Mit der Abwertung können die Labore die Corona-Tests nicht mehr kostendeckend durchführen. „Diese Tests sind und bleiben kostenintensiv“, betonte KBV-Chef Dr. Andreas Gassen. Benötigt würden Infrastruktur, Raum, Geräte sowie vor allem entsprechend qualifizierte Mitarbeitende, die im Schichtsystem rund um die Uhr und am Wochenende im Einsatz seien, um die hohen Testkapazitäten der Labore zu gewährleisten.

„Die Absenkung der Vergütung des Tests um rund ein Drittel ist angesichts der Leistungen und des hohen Engagements der Mitarbeiter absolut unangemessen“, sagte der stellvertretende Vorstandsvorsitzende der KBV, Dr.

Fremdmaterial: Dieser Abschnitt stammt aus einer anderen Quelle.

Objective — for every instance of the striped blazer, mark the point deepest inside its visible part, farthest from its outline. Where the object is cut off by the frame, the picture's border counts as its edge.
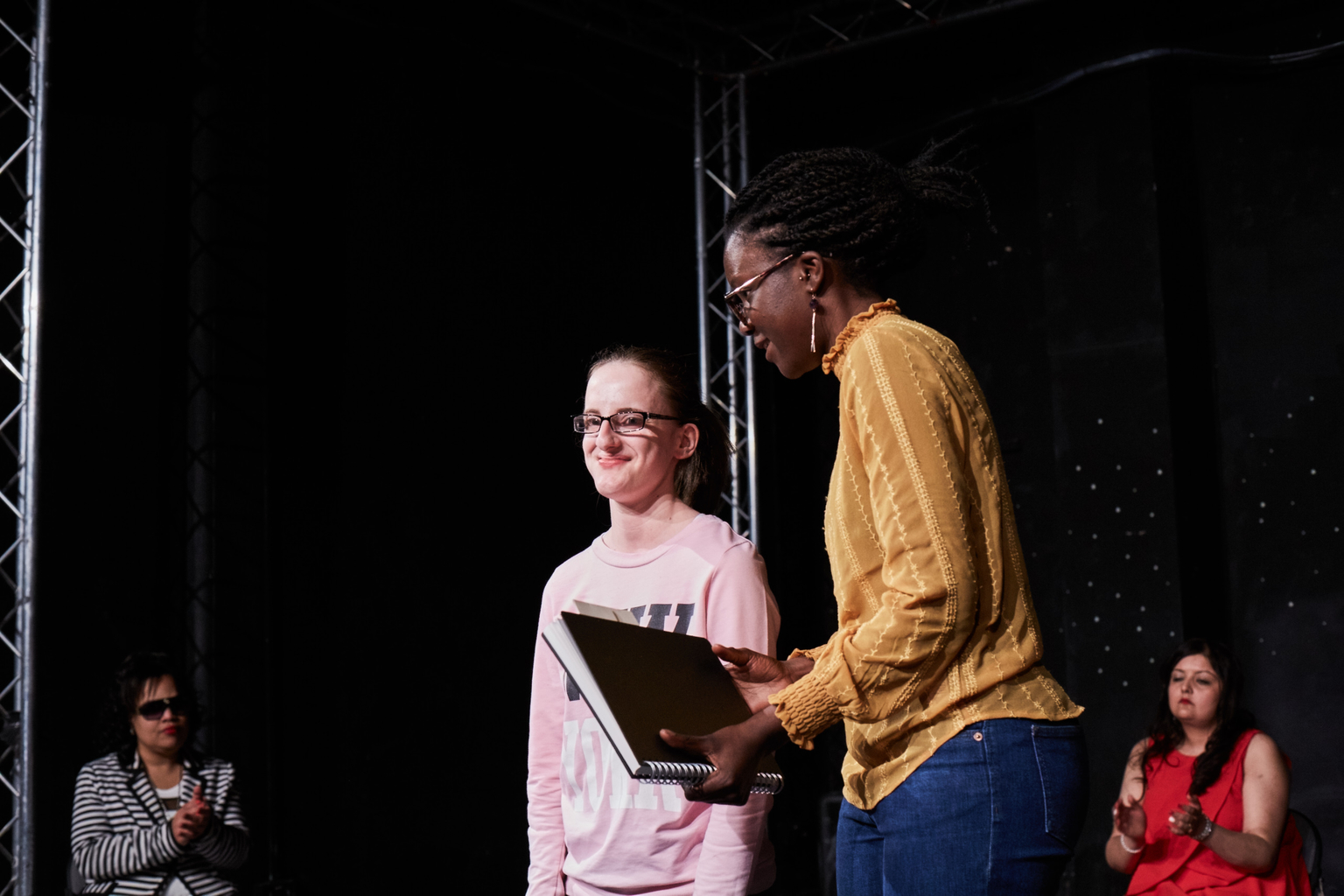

Stephan Hofmeister. Die Labore hätten ihre Strukturen erweitert und seien in Vorleistung gegangen, um die steigende Zahl an Testungen zu bewältigen. Und jetzt wollten die Krankenkassen das nicht mehr bezahlen.

Antrag auf Anordnung der aufschiebenden Wirkung

Die KBV hat zusammen mit der Klage einen Antrag auf Wiederherstellung der aufschiebenden Wirkung der Klage eingereicht, um zu bewirken, dass der Beschluss zur Absenkung der Vergütung nicht zum 1. Juli in Kraft tritt.

Beschluss gegen die Stimmen der KBV

Zum Hintergrund: Die Vergütung für PCR-Tests zum Nachweis von SARS-CoV-2 soll zum 1. Juli von bislang 59,00 Euro auf 39,40 Euro pro Test abgesenkt und die Abrechnung der Untersuchung auf fünfmal im Behandlungsfall beschränkt werden.

Einen entsprechenden Beschluss hatte der Erweiterte Bewertungsausschuss am 10. Juni gegen die Stimmen der KBV gefasst. Der KBV-Vorstand hatte die Entscheidung scharf kritisiert.